Sam McGrew

Profile
- Position: Linebacker

Personal information
- Born: July 28, 1984 (age 41) Crawfordville, Florida, U.S.
- Listed height: 6 ft 2 in (1.88 m)
- Listed weight: 244 lb (111 kg)

Career information
- High school: Wakulla (Crawfordville)
- College: Florida State
- NFL draft: 2006: undrafted

Career history
- Miami Dolphins (2006); Amsterdam Admirals (2007);

= Sam McGrew =

American football player (born 1984)

Sam McGrew (born July 28, 1984) is an American former football linebacker with the Miami Dolphins. He played four years of college football at Florida State University, and four years of high school football at Wakulla High School. His cousin Reggie McGrew played defensive tackle at Florida and in the NFL.

== Early life ==
A native of Crawfordville, Florida, McGrew attended Wakulla High School, where he was an All-State linebacker. In his senior year, he recorded over 150 tackles and was considered by many publications to be the best inside linebacker prospect in Florida. Regarded as a four-star recruit by Rivals.com, McGrew was ranked the No. 15 inside linebacker in his class, behind (among others) eventual FSU teammates A. J. Nicholson and Buster Davis. After official visits to Kentucky, Florida, Alabama, and Florida State, he committed to the Seminoles.

== College career ==
In his true freshman season at Florida State, McGrew played in all 14 games, mostly on special teams but also as back-up to Allen Augustin at middle linebacker. He recorded eight tackles on the season, including a season-high three stops in the 21–13 win at Georgia Tech. As a sophomore, McGrew still served as back-up to Augustin, finishing the season with 19 total tackles (13 solo), two tackles for loss, a quarterback sack and a forced fumble. He had a season-high tackle performance with four each vs. Maryland and Clemson.
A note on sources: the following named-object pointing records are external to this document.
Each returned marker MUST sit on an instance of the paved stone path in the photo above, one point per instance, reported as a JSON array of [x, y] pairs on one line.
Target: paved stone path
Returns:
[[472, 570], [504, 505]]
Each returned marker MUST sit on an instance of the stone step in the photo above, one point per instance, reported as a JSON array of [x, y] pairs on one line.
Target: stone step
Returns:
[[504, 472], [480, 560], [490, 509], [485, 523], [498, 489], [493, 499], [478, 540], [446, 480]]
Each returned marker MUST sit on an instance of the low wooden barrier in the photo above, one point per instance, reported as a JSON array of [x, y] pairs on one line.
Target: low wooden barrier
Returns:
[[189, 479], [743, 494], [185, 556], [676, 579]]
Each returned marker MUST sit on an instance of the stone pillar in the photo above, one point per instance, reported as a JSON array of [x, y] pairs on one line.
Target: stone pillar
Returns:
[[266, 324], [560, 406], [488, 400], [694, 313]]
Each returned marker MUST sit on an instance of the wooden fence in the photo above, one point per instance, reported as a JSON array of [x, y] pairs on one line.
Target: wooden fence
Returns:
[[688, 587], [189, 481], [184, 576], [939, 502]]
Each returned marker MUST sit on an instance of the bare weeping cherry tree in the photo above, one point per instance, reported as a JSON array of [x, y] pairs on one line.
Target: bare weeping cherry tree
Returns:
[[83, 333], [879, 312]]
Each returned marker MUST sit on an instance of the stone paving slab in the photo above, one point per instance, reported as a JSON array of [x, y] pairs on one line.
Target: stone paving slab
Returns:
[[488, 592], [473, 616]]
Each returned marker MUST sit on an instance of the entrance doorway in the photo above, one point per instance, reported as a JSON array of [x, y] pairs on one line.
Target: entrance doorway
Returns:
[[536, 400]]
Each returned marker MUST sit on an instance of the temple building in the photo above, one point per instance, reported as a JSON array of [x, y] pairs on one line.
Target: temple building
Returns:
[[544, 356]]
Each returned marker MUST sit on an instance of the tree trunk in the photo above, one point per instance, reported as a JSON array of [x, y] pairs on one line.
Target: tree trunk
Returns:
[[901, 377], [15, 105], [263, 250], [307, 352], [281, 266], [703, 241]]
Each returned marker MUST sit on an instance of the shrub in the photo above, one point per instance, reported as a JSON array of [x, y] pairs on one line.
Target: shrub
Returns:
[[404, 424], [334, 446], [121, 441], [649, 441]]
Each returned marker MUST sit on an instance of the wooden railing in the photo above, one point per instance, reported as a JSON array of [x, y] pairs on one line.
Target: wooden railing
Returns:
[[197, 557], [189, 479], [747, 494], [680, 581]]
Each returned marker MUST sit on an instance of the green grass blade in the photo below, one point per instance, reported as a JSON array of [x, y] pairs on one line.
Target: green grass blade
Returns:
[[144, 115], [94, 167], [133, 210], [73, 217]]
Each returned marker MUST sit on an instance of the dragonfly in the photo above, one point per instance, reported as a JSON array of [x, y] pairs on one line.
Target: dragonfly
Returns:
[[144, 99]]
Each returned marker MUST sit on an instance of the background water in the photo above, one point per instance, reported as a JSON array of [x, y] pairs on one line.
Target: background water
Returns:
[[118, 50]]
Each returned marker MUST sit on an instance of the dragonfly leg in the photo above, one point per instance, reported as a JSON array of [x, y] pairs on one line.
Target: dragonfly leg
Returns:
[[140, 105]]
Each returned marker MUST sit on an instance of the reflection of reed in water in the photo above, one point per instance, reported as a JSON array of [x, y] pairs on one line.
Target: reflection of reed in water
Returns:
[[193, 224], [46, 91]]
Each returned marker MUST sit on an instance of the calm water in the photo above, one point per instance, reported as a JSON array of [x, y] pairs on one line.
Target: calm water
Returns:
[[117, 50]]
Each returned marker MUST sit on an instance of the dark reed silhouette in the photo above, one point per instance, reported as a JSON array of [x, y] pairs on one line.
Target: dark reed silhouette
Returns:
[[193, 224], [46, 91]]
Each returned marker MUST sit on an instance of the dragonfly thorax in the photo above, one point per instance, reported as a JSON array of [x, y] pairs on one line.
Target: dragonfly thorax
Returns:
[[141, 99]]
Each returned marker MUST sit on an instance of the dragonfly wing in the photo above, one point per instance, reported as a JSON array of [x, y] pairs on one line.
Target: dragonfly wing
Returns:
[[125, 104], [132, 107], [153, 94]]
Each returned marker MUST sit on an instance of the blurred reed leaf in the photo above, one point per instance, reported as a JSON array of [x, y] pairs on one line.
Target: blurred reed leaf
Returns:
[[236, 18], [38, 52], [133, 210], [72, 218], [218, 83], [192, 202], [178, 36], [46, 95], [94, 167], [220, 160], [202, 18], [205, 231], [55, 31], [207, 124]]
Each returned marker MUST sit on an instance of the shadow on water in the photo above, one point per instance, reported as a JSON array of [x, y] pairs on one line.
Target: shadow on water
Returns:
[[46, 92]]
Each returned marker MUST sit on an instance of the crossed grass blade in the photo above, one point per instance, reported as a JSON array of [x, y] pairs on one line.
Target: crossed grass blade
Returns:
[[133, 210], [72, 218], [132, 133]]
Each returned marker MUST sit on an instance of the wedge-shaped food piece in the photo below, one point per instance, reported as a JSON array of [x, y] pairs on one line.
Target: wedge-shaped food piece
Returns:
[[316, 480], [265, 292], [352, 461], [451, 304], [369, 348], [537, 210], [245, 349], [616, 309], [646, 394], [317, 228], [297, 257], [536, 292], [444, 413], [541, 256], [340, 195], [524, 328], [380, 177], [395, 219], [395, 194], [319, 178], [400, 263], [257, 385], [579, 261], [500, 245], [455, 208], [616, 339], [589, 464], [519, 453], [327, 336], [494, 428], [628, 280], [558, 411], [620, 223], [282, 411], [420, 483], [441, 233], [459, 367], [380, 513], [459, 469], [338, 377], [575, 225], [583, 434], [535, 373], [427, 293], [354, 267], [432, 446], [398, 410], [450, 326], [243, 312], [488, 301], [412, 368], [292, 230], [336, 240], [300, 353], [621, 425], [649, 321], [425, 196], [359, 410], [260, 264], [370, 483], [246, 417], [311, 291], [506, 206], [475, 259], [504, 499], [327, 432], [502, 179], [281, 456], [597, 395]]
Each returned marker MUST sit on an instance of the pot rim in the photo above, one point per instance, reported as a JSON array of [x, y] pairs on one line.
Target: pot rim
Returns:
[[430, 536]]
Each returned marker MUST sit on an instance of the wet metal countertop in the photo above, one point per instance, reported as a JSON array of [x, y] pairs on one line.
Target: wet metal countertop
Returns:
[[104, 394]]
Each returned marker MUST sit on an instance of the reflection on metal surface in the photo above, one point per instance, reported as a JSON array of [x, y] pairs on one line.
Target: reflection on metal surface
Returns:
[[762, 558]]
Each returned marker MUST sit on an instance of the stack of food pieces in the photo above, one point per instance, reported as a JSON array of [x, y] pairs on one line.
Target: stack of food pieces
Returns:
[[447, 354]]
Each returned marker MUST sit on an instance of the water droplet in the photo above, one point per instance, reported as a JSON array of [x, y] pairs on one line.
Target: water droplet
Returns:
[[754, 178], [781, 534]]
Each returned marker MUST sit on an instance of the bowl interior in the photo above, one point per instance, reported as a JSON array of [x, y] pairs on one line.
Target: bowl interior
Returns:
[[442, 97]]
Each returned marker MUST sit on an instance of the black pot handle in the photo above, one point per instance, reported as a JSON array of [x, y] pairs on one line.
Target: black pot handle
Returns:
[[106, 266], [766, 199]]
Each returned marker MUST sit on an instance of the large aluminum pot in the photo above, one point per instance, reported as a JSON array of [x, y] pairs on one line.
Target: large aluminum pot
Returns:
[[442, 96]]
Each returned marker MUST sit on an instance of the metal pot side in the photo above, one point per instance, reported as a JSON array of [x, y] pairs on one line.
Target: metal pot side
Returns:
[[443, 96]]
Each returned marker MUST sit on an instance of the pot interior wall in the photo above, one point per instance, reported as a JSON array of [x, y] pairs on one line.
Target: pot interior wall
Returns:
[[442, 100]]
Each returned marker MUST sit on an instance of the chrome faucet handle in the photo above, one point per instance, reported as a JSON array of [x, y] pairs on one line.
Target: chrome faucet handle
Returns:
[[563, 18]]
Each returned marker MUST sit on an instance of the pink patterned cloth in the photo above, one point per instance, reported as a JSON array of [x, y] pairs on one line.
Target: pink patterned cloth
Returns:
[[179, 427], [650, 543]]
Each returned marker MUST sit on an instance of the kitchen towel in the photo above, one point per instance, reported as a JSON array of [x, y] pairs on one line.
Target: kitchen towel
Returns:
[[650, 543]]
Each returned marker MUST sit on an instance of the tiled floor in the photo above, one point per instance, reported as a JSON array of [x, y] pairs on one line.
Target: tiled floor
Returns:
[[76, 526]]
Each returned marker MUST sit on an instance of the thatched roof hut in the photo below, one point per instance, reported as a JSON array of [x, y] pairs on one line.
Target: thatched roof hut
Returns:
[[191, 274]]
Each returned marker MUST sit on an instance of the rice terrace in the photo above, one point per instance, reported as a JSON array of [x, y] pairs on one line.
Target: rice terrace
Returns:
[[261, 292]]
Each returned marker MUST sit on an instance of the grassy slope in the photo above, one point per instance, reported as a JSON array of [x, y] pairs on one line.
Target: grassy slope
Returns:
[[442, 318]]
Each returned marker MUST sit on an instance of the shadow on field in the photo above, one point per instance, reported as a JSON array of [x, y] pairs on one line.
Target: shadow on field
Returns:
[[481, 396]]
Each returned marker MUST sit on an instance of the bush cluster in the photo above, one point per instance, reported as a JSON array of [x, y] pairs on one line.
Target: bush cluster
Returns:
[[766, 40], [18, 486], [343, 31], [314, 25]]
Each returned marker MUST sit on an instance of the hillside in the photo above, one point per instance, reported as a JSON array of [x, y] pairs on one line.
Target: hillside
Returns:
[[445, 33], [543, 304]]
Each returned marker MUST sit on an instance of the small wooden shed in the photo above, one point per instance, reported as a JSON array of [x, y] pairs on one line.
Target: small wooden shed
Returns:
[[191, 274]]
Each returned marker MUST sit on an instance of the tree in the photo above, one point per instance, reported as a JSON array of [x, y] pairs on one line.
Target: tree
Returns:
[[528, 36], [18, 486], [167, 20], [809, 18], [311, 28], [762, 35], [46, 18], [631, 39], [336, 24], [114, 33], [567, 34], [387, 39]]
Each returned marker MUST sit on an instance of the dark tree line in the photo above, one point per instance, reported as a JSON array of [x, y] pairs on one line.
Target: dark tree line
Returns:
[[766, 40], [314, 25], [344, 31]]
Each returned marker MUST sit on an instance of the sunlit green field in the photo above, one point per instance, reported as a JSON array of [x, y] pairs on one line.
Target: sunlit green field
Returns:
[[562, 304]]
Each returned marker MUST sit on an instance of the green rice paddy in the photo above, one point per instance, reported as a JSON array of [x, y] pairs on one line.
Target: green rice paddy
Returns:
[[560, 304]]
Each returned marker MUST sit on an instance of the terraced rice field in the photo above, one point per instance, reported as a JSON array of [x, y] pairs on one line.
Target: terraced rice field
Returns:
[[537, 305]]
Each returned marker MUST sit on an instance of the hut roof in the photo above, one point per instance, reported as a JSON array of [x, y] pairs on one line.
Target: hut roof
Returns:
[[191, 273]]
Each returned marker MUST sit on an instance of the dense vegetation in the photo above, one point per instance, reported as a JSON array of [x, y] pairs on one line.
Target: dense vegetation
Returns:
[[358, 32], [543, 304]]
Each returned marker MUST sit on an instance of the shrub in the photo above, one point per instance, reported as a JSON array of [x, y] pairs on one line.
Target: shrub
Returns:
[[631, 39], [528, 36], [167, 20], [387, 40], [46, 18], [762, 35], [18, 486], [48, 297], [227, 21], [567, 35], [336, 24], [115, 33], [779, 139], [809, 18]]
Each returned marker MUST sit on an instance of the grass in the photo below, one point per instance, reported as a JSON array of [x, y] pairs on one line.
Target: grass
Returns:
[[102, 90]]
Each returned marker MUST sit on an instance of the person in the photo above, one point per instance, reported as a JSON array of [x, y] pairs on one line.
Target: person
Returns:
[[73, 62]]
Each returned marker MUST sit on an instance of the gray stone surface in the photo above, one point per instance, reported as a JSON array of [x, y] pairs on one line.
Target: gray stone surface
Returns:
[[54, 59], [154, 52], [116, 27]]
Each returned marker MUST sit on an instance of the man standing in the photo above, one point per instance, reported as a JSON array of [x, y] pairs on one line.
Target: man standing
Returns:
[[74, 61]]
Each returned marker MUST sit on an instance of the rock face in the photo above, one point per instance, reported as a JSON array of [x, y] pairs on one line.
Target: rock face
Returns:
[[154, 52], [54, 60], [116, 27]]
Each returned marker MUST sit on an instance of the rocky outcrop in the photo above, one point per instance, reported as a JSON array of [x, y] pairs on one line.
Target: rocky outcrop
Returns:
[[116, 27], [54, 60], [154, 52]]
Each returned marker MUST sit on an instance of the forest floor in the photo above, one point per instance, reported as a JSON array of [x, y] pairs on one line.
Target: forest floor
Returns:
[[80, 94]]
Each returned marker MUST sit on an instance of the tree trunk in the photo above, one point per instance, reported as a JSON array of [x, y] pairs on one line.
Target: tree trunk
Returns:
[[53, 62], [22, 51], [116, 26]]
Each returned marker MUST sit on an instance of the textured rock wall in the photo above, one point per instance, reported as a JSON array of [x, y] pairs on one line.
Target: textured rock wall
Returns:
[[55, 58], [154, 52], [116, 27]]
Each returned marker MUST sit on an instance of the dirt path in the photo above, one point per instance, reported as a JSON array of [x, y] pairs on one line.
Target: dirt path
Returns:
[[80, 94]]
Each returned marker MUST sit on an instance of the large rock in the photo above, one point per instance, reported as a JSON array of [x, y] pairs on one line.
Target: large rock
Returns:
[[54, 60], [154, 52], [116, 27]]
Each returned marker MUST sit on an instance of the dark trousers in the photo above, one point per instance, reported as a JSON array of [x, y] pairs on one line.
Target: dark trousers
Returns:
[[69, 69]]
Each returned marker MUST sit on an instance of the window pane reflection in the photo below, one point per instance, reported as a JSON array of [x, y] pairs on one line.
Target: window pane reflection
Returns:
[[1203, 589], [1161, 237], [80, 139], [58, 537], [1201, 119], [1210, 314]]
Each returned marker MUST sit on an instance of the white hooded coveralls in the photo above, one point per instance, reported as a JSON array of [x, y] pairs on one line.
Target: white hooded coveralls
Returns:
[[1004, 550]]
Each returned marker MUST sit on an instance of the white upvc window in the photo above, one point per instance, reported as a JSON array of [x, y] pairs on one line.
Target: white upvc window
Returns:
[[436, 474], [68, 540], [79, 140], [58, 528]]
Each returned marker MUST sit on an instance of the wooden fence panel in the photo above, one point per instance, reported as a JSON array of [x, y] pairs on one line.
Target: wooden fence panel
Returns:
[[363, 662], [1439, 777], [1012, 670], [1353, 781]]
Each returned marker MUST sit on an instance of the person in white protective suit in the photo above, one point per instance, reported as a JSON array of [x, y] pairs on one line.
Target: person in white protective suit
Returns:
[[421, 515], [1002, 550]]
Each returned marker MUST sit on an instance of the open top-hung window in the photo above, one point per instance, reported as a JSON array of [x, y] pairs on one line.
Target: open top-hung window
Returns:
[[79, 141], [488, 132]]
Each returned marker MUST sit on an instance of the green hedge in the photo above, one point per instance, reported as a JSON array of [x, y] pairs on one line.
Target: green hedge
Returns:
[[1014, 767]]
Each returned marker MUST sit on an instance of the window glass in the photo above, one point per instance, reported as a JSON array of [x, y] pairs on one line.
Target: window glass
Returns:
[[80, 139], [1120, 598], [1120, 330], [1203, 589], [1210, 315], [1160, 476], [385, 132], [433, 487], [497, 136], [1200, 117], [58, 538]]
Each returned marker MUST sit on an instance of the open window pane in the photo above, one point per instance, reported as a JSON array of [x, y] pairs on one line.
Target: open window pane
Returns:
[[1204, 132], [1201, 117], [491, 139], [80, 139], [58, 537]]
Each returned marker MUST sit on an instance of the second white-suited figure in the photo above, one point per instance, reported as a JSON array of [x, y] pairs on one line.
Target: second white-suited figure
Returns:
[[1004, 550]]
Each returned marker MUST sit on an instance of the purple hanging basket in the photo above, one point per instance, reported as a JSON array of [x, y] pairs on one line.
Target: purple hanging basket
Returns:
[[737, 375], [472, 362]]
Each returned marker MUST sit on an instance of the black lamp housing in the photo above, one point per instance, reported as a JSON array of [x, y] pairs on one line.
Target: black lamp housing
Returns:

After Augustin's graduation, McGrew and Buster Davis battled to replace him as starting middle linebacker. McGrew played in all 12 games, and was seventh on the team in tackles with 44 on the season. He had eight tackles against North Carolina. Still a back-up to Davis in his senior year, McGrew finished the year with 54 tackles, which ranked first among players not in the regular starting lineup. In his final college career game, the Orange Bowl vs. Penn State, McGrew recorded a career-high 11 tackles (1.5 for loss).

== Professional career ==
Considered a “two-down defender who struggles in coverage” by Sports Illustrated, McGrew was not selected in the 2006 NFL draft. He was, however, signed as an undrafted free agent by the Miami Dolphins. He never played an NFL game, and was sent to the Amsterdam Admirals.